If You Want to Be a Butterfly
If You Want to Be a Butterfly
If you want to be a butterfly, then arise, unfurl and welcome the waiting world…
Hello rustle! Hello glimmer! Goodbye darkness and hello light!
Hello warmth! Hello rocks! Goodbye roost and hello tasty delights! Hello dandelion, hello sage! Hello fennel, hello milkweed! Goodbye feast and hello breeze!
Hello trees! Hello hills! Goodbye earth and hello sky! Hello sun! Hello! Hello! Hello everyone!
But before you can be a butterfly, you must be a chrysalis.
With this picture book, award-winning children’s author Muon Thi Van tells the story of the butterfly life cycle, in reverse, from butterfly to chrysalis to caterpillar to egg. This is an entertaining and inventive approach that captures the ongoing cycle of life in vivid and easily understood terms.
The book begins with a colourful butterfly awakening at sunrise and joyously flitting from flower to flower, drinking nectar and embracing the freedom of flight. But what came before the butterfly? A tenacious chrysalis which had to hang on tightly through wind and rain until the moment that a “tiny voice comes along like the first few notes of a brand-new song: HEY IT’S FINALLY TIME. HAS THE WORLD BEEN WAITING LONG?” So now we know where the butterfly comes from, but what are the origins of the chrysalis? Next we read about the greedy caterpillar whose sole job is to eat and eat: “Never eat less than what you weigh, and always weigh more than the day before.” But even before the caterpillar comes the tiny egg which sits still and dreams of nibbling leaves, smelling sweet flowers, and seeing the bright blue sky. The book reminds us that “even big dreams start out little at first.” And what came before the egg? A butterfly, of course! Thus the cycle begins again.
This fresh perspective on the age-old question of what came first, the chicken (or in this case, the butterfly) or the egg, is both entertaining and informative, a great way to introduce very young children to the idea of lifecycles and to describe the mystifying concept of metamorphosis. Andrea Armstrong’s exuberant illustrations are an ideal complement to the text and anthropomorphize the butterfly, the chrysalis, the caterpillar, and even the egg to make their experiences easily accessible to the very young.
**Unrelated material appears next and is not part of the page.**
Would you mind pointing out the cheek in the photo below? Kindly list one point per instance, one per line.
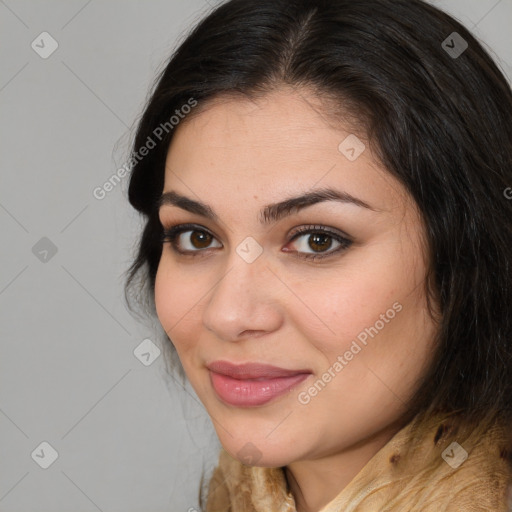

The book ends with a two-page spread which recapitulates the butterfly life cycle in less poetic but more factual terms and also includes information about the importance of all the various stages of the butterfly life cycle to our environment, concluding with a few easy suggestions for ways we can all help protect butterflies.
If You Want to Be a Butterfly, an entertaining and informative book, would be an excellent choice for a storytime and also for a preschool or early elementary school unit on butterflies or the environment.
Dr. Vivian Howard is a professor in the School of Information Management at Dalhousie University in Halifax, Nova Scotia.